Van Es a giflé un objectif de 300 mm sur son Nikon et a pris dix images du petit balcon situé près du bureau d'Okuley. L’hélicoptère s’est levé, surchargé d’environ 12 personnes évacuées. Ceux qui sont restés ont attendu pendant des heures le retour de l'hélicoptère. Cela n'a jamais fait. Mais toute la journée - le 29 avril 1975 - et dans la soirée, le ciel était plein à craquer, avec des hélicoptères qui se dirigeaient vers au moins quatre sites de collecte dans ce qui devait être la plus grande évacuation par hélicoptère de l’histoire.
Au cours de ses sept années au Vietnam, Van Es avait pris des dizaines de photos de combat mémorables, mais c’est ce coup de feu tiré du balcon qui le rendit célèbre tout au long de sa vie et qui devint l’image de la chute de Saigon et de la fin tumultueuse du Vietnam. Guerre. Bien qu'il ait été réimprimé des milliers de fois depuis (souvent identifié à tort comme une évacuation du toit de l'ambassade américaine), son seul paiement était un bonus unique de 150 $ de UPI, qui détenait les droits de photographie.
"L'argent, ou le manque d'argent, n'a jamais dérangé Hugh", explique Annie Van Es, sa femme depuis 39 ans. "La photographie était sa passion, pas l'argent." Quand un photographe sud-vietnamien qu'il connaissait de manière inexplicable était l'auteur de la photo quelques années plus tard, la réaction de Van Es était la suivante: "Il vit une période difficile au Saigon communiste et a besoin de gagner sa vie; je ne peux pas lui en vouloir." Lors d'un voyage de retour, Van Es a cherché son vieil ami dans ce qui avait été renommé Ho Chi Minh-Ville et n'a jamais évoqué cette appropriation.
Après la guerre, Van Es est retourné à Hong Kong à la pige. Quand il ne couvrait pas les conflits en Bosnie, en Afghanistan ou aux Philippines, ses amis pouvaient le trouver dans un tribunal du barreau du Foreign Correspondents Club (FCC) à Hong Kong, jurant comme un marin, jetant des bières, fumant des cigarettes non filtrées et racontant la guerre. histoires avec humour caustique.
En mai dernier, à 67 ans, Van Es a eu une hémorragie cérébrale et est resté inconscient pendant une semaine dans un hôpital de Hong Kong.
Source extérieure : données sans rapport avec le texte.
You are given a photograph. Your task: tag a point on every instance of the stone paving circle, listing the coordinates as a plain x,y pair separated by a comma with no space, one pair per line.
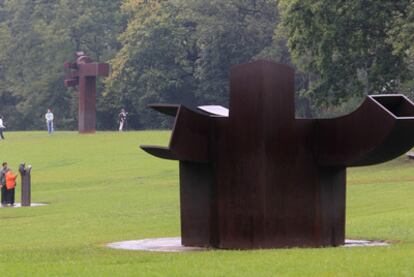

Derek Williams, un preneur de son de CBS pendant la guerre, a parlé de la volumineuse liste de courriers électroniques de ses correspondants afin qu'Annie n'ait pas à fournir à ses nombreux amis et collègues des mises à jour quotidiennes. Les journalistes de l'ère vietnamienne ont réagi avec des commentaires d'encouragement, en appuyant sur le bouton "répondre à tous". Bientôt, des gens qui n'avaient pas été en contact depuis leur création sur les champs de bataille de la jungle il y a une génération ont commencé à correspondre.
Ainsi est né un groupe de discussion Google réservé aux membres, "Vietnam Old Hacks", pour partager des souvenirs loufoques, discuter de l'histoire et trouver le meilleur pho ga (bouillon de nouilles au poulet), pour réfléchir au décès de l'ancien secrétaire à la Défense Robert McNamara, pour savoir qui parmi leur bande fraternelle est mort et qui est encore en vie. Des projets sont en cours pour une véritable réunion au Vietnam en avril prochain. Soixante-dix des plus de 200 membres disent qu'ils prévoient y assister.
"Bon Dieu, nous avons certes suivi notre propre chemin pendant toutes ces années, mais ensuite - bang! - nous sommes tous réunis à nouveau", a déclaré Carl Robinson, journaliste et rédacteur de photo de l'Associated Press en temps de guerre.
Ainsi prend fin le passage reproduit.